Si no hay empatía no hay nada. Y mi empatía se mueve por Maria Schneider, porque ella se sintió violada, porque sus lágrimas fueron reales, porque dos hombres —y qué hombres, ambos nombres en la industria— se pusieron de acuerdo para que ella hiciera lo que ellos querían, sin tomar en cuenta cómo se sentiría y, fundamentalmente, sin su consentimiento. Eso se llama violencia. Simple y llana violencia sexual. Y Bertolucci dijo no arrepentirse. Dijo que hay que ser frío en las películas para conseguir algo. Es realmente estúpido verlo así —y es realmente estúpido no contextualizar la película ante estas declaraciones.

Una obra de arte que parte de la violencia sexual no me dice nada, es accesoria, no vale la pena.
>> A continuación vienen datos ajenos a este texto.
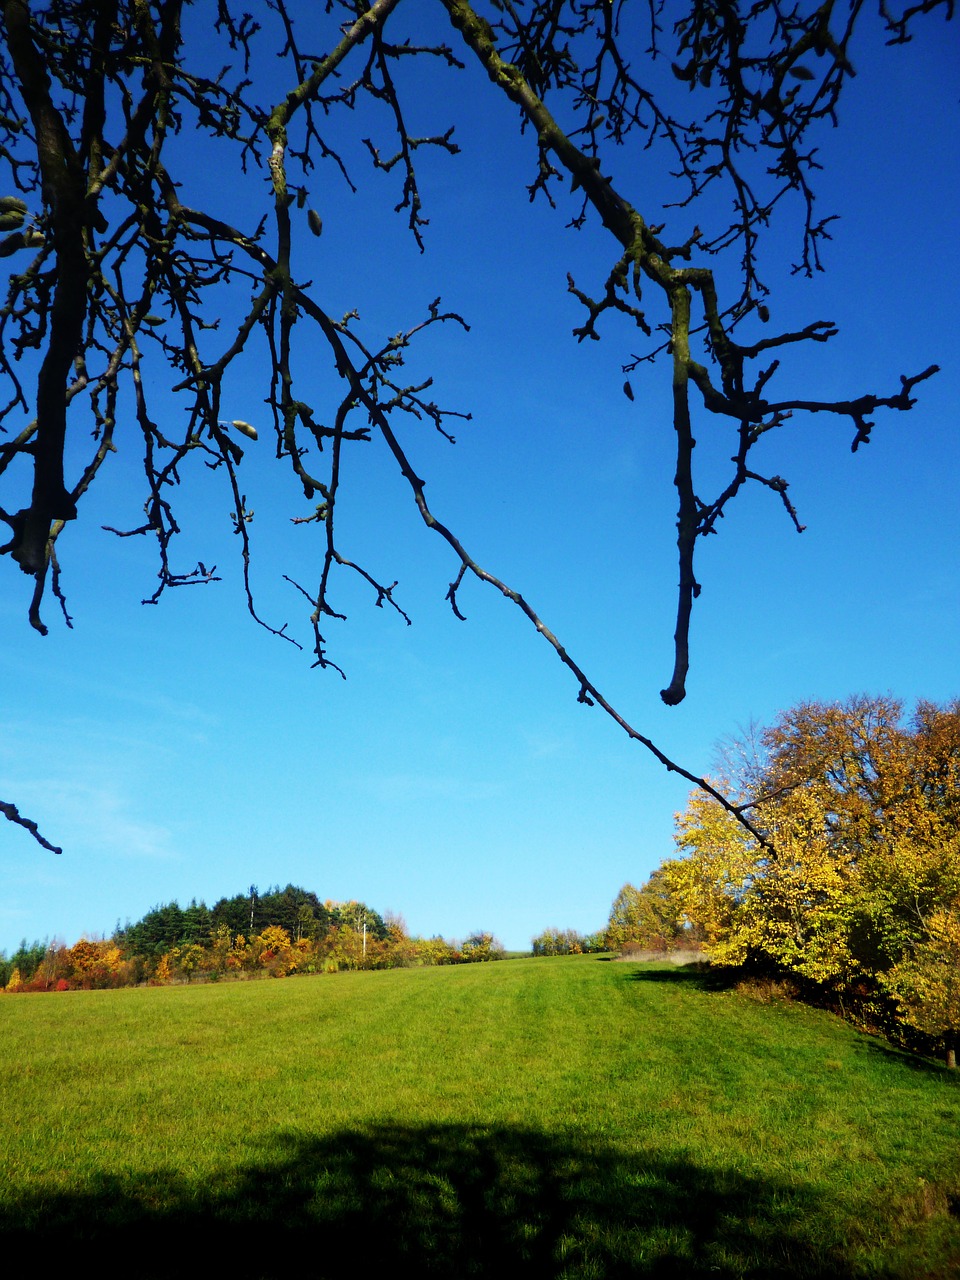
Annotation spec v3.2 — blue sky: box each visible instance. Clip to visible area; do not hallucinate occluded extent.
[1,7,957,953]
Pero ese soy yo. Hablo por mí. Si por eso soy un censurador, un tipo que está al borde de definir qué arte hay que consumir, pues estás equivocado. Que cada cual consuma lo que quiera, pero estamos en la obligación de saber lo que consumimos.

Eso no significa que no se deba ver El último tango en París. Solo significa que podamos discutir estas películas y quienes las quieran ver, que las vean. Pero conociendo y aceptando lo que ven.

No sé si vuelva a ver películas de Bertolucci. Ahora no lo sé. No tengo necesidad de hacerlo. No sé mañana. Sin embargo, cuando lo haga sabré qué estaré viendo, y no voy a ser tan ingenuo para suponer que una obra de arte es el ejercicio humano más grande solo por ser arte. Porque no es así. Nunca fue así, nunca será así.

Hay una humanidad más razonable y justa que podemos ejercer desde varios niveles. Hasta como espectadores de películas.